========
Datasets
========
Wildboar is distributed with an advanced system for handling dataset repositories. A dataset repository can
be used to load benchmark datasets or to distribute or store datasets.

What is a repository?
=====================
I short, a repository is a collection of datasets bundles. More specifically, a repository links to bundles (zip-files) containing datasets
or dataset parts that can be downloaded, cached and loaded by wildboar.

How to use a repository?
========================
Repositories are either initialized directly or used together with the ``load_dataset`` function.

.. code-block:: python

    >>> from wildboar.datasets import load_dataset
    >>> x, y = load_dataset('GunPoint', repository='wildboar/ucr')
    # ... downloading repository to cache folder...
    >>> x.shape

Installed repositories and dataset bundles can be listed using the function
``list_repositories`` and ``list_bundles`` respectively.

.. code-block:: python

 >>> from wildboar.datasets import list_repositories, list_bundles
 >>> list_repositories()
 ['wildboar']
 >>> list_bundles("wildboar")
 ['ucr', 'ucr-tiny']

.. note::

    Repositories are cached locally in a folder controlled by the parameter ``cache_dir``. The default directory
    depends on platform. To change the default cache-directory:

    .. code-block:: python

     >>> load_dataset("Wafer", repository="wildboar/ucr", cache_dir="/data/my_cache_drive")

    .. warning::

        The default cache location changed in version 1.0.4. To use the old location set ``cache_dir``
        to ``'wildboar_cache'``

To force re-download of an already cached repository set the parameter ``force`` to ``True``.

.. note::

    A wildboar repository string is composed of 2 mandatory and two optional
    components written as ``{repository}/{bundle}[:{version}][:{tag}]``

    ``{repository}``
       The repository identifier. List available bundles use ``list_bundles(repository)``.
       The identifier is composed of letters and match ``\w+``. List repositories
       with ``list_repositories()``.

    ``{bundle}``
       The bundle identifier, i.e., the dataset bundle of a repository. The available datasets
       can be listed with ``list_datasets("{repository}/{bundle}")``. The identifier
       is composed of alphanumeric characters and -, matching ``[a-zA-Z0-9\-]+``.

    ``{version}``
       The bundle version (defaults to the version specified by the repository). The version
       must match ``{major}[.{minor}][.{revision}]``.

    ``{tag}``
       The bundle tag (defaults to ``default``). The bundle tag is composed of
       letters and -, matching ``[a-zA-Z-]+``.

    **Examples**

    - ``wildboar/ucr``: the `ucr` bundle from the `wildboar` repository using the
      latest version and the ´default` tag.
    - ``wildboar/ucr-tiny:1.0``: the `ucr-tiny` bundle from the `wildboar` repository
      using the version `1.0` and `default` tag.
    - ``wildboar/outlier:1.0:hard``: the `outlier` bundle, with version `1.0`, from
      the `wildboar` repository using the tag `hard`.

Installing repositories
=======================
A repository implements the interface of the class ``wildboar.datasets.Repository``

.. note::

    The default wildboar-repository is implemented using a ``JSONRepository`` which
    specifies (versioned) datasets on a JSON endpoint.
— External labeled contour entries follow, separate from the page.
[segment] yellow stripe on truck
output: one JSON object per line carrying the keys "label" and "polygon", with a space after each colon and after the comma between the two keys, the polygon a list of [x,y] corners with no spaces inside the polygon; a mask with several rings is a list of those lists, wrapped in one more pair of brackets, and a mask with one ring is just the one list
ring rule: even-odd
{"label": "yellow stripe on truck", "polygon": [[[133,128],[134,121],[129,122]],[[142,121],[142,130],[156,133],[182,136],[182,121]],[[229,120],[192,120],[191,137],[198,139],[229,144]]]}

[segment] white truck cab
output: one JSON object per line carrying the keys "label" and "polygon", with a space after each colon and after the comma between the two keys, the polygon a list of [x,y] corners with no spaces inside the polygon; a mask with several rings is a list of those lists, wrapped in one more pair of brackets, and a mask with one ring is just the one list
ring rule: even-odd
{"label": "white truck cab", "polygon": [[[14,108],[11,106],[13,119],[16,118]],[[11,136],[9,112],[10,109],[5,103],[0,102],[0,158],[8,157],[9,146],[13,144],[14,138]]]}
Repositories are installed using the function ``install_repository`` which takes
either an url to a JSON-file or an instance of a ``Repository``.

.. code-block:: python

    >>> from wildboar.datasets import install_repository
    >>> install_repository("https://www.example.org/repo.json")
    >>> list_repositories("example")
    >>> load_dataset("example", repository="example/example")
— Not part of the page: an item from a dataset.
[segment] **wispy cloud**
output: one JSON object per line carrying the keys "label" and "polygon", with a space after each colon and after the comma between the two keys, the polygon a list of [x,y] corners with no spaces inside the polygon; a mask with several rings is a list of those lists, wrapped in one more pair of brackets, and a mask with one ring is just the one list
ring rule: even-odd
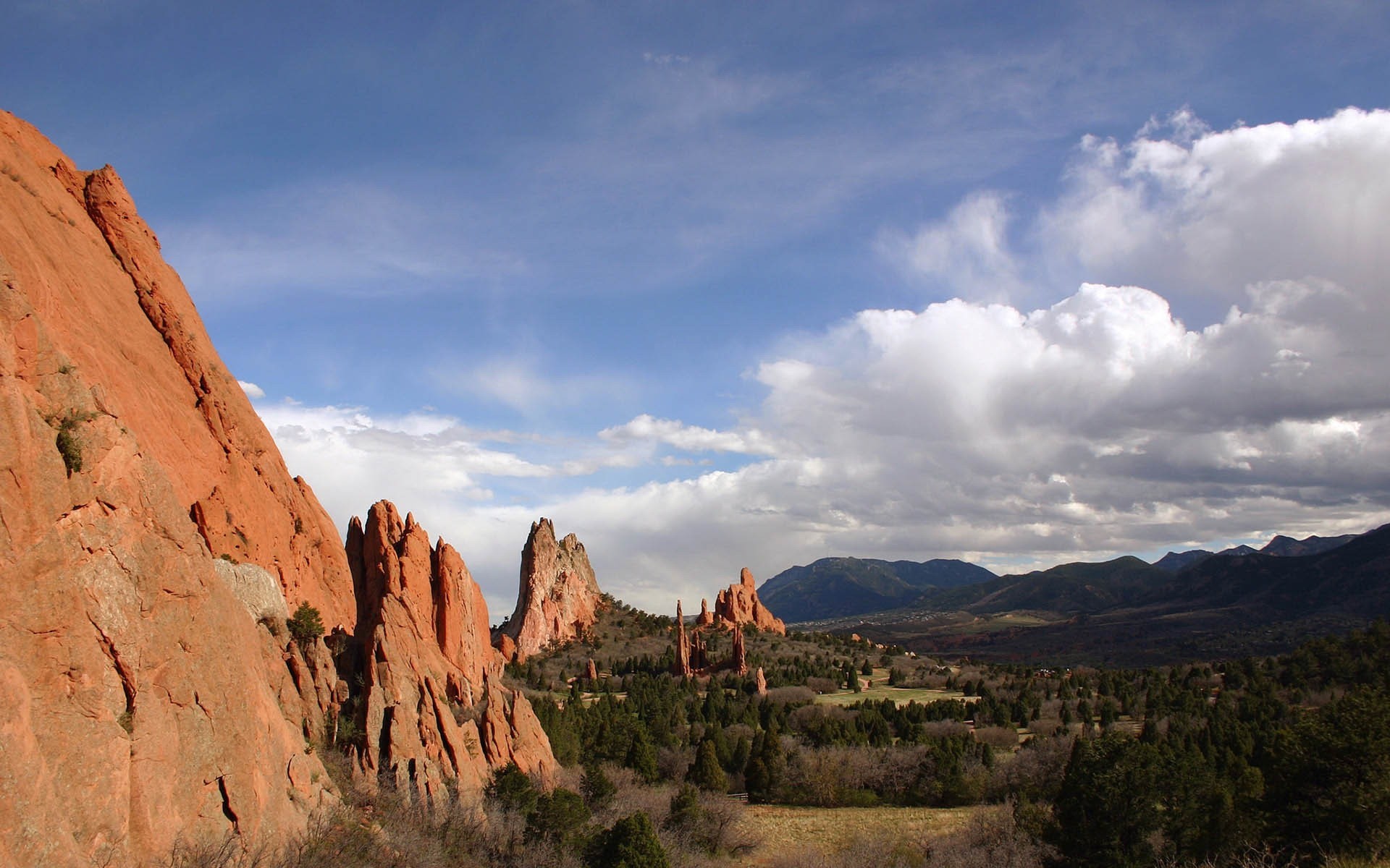
{"label": "wispy cloud", "polygon": [[[764,358],[755,371],[764,399],[731,428],[641,414],[549,444],[546,461],[521,457],[525,446],[450,439],[453,422],[434,417],[384,424],[320,410],[318,433],[299,433],[310,428],[291,418],[302,411],[284,410],[272,429],[296,472],[317,457],[331,467],[310,478],[342,481],[357,500],[399,490],[425,504],[410,508],[438,515],[436,532],[461,529],[486,575],[514,574],[517,542],[500,528],[545,514],[580,533],[605,587],[653,608],[676,593],[708,596],[742,565],[766,576],[826,554],[1022,568],[1383,521],[1390,271],[1376,265],[1390,196],[1369,167],[1390,160],[1390,112],[1179,126],[1087,143],[1074,186],[1022,231],[1140,272],[1166,251],[1155,279],[1205,267],[1205,282],[1183,289],[1234,301],[1209,324],[1184,324],[1152,289],[1108,283],[1033,310],[966,299],[865,310]],[[1357,187],[1354,207],[1323,182]],[[988,201],[969,197],[955,222],[902,237],[979,225],[972,208],[988,215]],[[1136,237],[1097,240],[1084,226],[1115,201]],[[1244,240],[1270,228],[1268,210],[1340,232],[1290,239],[1272,265]],[[735,464],[681,464],[701,456]],[[600,472],[632,467],[677,478],[630,485]],[[570,472],[584,472],[585,487],[489,500],[507,475]],[[512,590],[510,578],[489,586],[498,599]]]}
Repository JSON specification
-----------------------------

The ``JSONRepository`` expects a JSON-file following the specification below.

.. code-block:: javascript

    {
        "name": "example",
        "version": "1.0",
        "wildboar_requires": "1.0.4",
        "bundle_url": "https://example.org/download/{key}-v{version}.zip",
        "bundles": [
          {
            "key": "example",
            "version": "1.0",
            "name": "UCR Time series repository",
            "description": "Example dataset",
            "class_index": -1
          },
        ]
    }